Marijuana craving appears to activate the same reward circuits in the brain as other addictive drugs or behaviors, including alcohol and gambling, scientists have found, offering new fodder for the controversial argument over just how potent the drug is.
“There has been a great debate as to whether marijuana is an addictive substance,” says lead researcher Francesca Filbey, a psychology researcher at the University of New Mexico in Albuquerque. “We do show that it at least has the same underlying mechanisms as other drugs of abuse or other addictive behaviors.”
Much of the uncertainty arises because marijuana is much more difficult to study that these other drugs. Animals “can’t self-administer marijuana,” for instance, Filbey says, unlike the case with alcohol or opiates mixed into drinking water. Getting objective data about drug use from people, meanwhile, is tricky, especially when the substance in question is mostly outlawed and has become highly politicized.

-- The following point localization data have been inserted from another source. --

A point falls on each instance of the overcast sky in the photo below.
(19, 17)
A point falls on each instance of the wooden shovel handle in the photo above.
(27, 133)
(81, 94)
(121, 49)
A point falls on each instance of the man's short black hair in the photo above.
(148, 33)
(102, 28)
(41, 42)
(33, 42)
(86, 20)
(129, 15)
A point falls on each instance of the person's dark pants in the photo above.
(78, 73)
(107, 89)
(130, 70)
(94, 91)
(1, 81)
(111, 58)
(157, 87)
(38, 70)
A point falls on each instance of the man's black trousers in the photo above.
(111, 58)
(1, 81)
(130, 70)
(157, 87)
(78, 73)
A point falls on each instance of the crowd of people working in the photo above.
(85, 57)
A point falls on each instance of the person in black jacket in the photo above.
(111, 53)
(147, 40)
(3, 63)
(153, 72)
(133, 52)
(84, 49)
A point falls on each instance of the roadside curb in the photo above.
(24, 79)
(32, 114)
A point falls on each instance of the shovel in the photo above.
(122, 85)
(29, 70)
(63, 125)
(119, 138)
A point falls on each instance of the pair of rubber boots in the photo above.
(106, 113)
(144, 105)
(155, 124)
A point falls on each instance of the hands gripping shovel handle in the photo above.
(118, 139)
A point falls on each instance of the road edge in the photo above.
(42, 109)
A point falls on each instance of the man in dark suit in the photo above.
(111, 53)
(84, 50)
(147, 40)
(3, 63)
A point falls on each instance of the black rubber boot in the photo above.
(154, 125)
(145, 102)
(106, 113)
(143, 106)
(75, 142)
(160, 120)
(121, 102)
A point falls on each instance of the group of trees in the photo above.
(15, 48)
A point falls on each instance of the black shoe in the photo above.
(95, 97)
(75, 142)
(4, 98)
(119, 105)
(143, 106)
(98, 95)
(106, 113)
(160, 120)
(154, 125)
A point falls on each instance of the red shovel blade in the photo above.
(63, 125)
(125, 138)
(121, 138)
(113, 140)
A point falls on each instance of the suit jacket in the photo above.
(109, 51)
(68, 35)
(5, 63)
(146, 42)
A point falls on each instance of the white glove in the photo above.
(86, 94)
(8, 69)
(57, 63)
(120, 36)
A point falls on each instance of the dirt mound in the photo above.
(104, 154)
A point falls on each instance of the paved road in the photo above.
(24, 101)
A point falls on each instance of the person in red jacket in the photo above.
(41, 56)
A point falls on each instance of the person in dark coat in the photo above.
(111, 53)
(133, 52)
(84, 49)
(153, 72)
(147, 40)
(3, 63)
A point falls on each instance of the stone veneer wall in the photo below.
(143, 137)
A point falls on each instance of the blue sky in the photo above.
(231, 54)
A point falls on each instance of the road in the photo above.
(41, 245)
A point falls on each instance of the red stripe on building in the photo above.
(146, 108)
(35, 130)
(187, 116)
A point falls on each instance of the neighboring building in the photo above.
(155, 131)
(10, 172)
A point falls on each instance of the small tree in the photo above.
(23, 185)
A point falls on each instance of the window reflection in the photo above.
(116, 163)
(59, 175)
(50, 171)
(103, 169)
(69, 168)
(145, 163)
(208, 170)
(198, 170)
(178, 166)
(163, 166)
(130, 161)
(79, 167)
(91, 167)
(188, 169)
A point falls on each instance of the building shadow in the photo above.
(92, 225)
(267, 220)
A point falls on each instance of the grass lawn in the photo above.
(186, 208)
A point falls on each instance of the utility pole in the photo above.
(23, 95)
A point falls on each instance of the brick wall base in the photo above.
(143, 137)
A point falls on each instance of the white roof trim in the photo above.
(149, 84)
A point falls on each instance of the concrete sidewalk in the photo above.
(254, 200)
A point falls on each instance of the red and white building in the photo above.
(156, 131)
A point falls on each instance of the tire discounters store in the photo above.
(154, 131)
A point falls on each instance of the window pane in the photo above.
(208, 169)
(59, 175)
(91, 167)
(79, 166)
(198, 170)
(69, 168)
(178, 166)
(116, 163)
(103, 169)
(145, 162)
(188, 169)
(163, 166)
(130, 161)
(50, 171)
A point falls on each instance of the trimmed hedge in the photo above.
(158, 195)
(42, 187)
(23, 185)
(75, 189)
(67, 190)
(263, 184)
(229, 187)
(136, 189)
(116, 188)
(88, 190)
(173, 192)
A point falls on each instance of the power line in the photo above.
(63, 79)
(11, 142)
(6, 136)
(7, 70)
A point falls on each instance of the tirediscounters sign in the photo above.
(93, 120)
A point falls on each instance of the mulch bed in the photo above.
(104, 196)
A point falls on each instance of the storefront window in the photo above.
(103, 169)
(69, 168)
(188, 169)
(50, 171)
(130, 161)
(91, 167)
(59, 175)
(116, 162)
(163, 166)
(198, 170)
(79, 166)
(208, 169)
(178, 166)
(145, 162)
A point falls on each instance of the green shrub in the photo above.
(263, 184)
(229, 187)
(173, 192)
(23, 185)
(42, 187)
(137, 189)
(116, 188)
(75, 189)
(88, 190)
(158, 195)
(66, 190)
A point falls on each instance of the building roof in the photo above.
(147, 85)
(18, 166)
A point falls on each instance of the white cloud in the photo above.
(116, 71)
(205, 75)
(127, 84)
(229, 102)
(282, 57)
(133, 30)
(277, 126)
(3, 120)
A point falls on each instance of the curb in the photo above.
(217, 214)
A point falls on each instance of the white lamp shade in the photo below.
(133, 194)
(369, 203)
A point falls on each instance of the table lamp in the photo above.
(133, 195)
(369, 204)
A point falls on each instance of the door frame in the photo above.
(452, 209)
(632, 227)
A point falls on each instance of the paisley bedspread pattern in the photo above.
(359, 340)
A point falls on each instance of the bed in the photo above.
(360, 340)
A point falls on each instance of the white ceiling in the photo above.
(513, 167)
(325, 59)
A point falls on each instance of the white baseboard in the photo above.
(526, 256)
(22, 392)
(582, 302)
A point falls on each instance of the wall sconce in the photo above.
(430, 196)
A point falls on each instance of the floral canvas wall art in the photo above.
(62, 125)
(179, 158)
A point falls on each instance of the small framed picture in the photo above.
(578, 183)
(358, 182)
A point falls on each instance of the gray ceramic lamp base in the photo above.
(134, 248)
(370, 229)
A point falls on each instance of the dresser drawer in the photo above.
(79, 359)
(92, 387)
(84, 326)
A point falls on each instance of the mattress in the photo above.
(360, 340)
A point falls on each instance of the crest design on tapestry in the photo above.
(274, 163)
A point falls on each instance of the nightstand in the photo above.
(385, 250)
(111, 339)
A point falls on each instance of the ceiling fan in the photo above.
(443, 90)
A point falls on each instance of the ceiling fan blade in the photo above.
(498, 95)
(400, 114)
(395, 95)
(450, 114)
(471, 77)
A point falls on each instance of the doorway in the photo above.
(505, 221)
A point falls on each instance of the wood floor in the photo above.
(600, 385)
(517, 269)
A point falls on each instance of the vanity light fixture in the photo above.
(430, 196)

For the new study, which appeared online July 27 in Proceedings of the National Academy of Sciences, Filbey and her colleagues decided to skirt those problems by specifically studying craving behavior in 38 habitual marijuana users who had quit using the drug for three days. Functional magnetic resonance imaging (fMRI) was used to scan the participants’ brains after they were given either a marijuana-associated cue—a pipe—or a neutral cue, a pencil.
The researchers found that only the pipe caused increased brain activity in reward areas of the brain, notably the ventral tegmental, thalamus, anterior cingulate, insula and amgydala areas. According to the scientists, these regions specifically deal with “motivated behavior”—activity geared toward receiving a known reward—and also light up in people craving alcohol, nicotine and cocaine. “These regions all separately have been related to reward processes in a cue,” Filbey says. The reward areas also show increased activation during gambling.
In addition, the researchers tested the participants using a “marijuana problem scale,” a well-established questionnaire assessing whether and how greatly their drug use impaired their daily lives. The higher the score, the scientists found, the greater the activity observed in the orbitofrontal cortex and nucleus accumbens, two other areas associated with both reward activity and with relapse after drug treatment. In other words, the brain scans tended to mirror the level of each person’s marijuana use.
“I find these results interesting because they describe the brain’s reaction to marijuana craving, and shows that the brain areas involved in this craving are similar to those involved in craving for other drugs of abuse,” says Andres Ozaita, a neuropharmacologist at the Universitat Pompeu in Barcelona. Ozaita was principal investigator on a recent Nature Neuroscience paper that found that marijuana seems to impair memory by shutting down essential protein synthesis pathways in the hippocampus.
Filbey says that one of the reasons the findings are noteworthy is because they suggest new ways of understanding and treating drug users. These might include specifically targeting reward brain pathways with new pharmaceuticals or developing interventions that minimize the intensity of cravings.
But the results aren’t completely conclusive, she acknowledges. For cost reasons the researchers didn’t include a control group of marijuana non-users, and they didn’t verify marijuana abstinence using urine tests. And not all the participants preferred a pipe when using marijuana, though the general association between the two is pretty well established, Filbey says.
Nor is this work alone likely to settle the long-running debates over marijuana. “Many people would argue that it is definitely addictive,” she says. “People do go to rehab. They do have to get treatment. The question is whether it is as addictive as other drugs. This wouldn’t settle that debate.”